Intelligences artificielles 3D spécialisés dans la finance, des miltoniens exercèrent leurs talents longtemps après le décès de leurs propriétaires milliardaires.

Au début du XXIème siècle, les avatars n’étaient que de simples icônes destinées aux interfaces de communication. Grâce à l’intégration progressive de l’intelligence artificielle, de l’informatique diffuse, des environnements virtuels évolutifs et de la vidéographie 3D, ils muèrent en intelligences artificielles en trois dimensions et assistèrent remarquablement leurs alter egos de chair dans des domaines comme la recherche-analyse sémantique, la traduction interactive en temps réel, la réalisation de documents multimédia, la planification de tâches, la gestion domotique, la géolocalisation, la logistique, la réservation de titres de transports, la prise de rendez-vous, l’alerte médicale préventive ou urgente, l’activation d’un ascenseur ou d’une porte de garage. Pour peu qu’il dispose d’une interface intelligente sous la main – écran tactile, omniphone mobile, oeil bionique, nano-écouteur sans fil, etc – n’importe quel cybernaute peut librement interargir avec son double virtuel en toute quiétude.

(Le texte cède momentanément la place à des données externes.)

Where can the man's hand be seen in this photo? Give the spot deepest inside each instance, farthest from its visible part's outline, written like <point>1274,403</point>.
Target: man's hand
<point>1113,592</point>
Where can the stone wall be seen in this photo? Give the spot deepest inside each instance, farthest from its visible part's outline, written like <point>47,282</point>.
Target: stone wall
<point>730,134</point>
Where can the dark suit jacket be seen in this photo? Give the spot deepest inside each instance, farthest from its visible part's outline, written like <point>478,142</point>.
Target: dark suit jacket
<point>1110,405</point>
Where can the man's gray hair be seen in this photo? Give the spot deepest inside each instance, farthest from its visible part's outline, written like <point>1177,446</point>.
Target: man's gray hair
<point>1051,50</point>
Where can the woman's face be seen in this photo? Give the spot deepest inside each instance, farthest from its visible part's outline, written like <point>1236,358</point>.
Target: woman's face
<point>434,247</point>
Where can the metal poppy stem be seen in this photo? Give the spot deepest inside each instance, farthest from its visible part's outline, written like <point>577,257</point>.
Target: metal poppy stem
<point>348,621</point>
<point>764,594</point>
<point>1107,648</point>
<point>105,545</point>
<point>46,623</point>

L’Organisation Mondiale de Gestion des Identités Numériques et Interactives obligea les citoyens enregistrés – 83% de l’humanité – à modeler en détail leurs hyperavatars conformément à leur physionomie réelle régulièrement morphobiométrisée au micron près depuis leur naissance. Veillant au grain, les redoutables programmes-patrouilles de l’OMOGINI limitent drastiquement (mais pas complètement) l’usurpation identitaire. Néanmoins, dans un cadre familial, relationnel ou professionnel restreint, l’apparence des hyperavatars est sujette à une plus grande liberté.

Peu à peu, les sociétés financières et les cabinets de services juridiques développèrent des hyperavatars de gestion patrimoniale et financière, leurs fonctions s’étendant du dépôt testamentaire à la spéculation boursière. Surnommés « miltoniens » en hommage à l’économiste ultralibéral et monétariste Milton Friedmann, ces hyperavatars effectuent de colossales analyses quantitatives, agrègent les moindres données économiques et financières – directement issues de la presse mondiale, des places boursières, des cabinets d’expertise comptable et d’audit financier, des fonds d’investissement, etc – produisent de pertinentes synthèses multimédia en quelques millisecondes, prennent de plus en plus d’initiatives quand ils ne devancent pas celles de leurs propriétaires. Constamment interconnectés, interdépendants et actifs 24h/24, les miltoniens sont à la fois les canaux et les filtres primaires de quasiment toute l’information économique planétaire.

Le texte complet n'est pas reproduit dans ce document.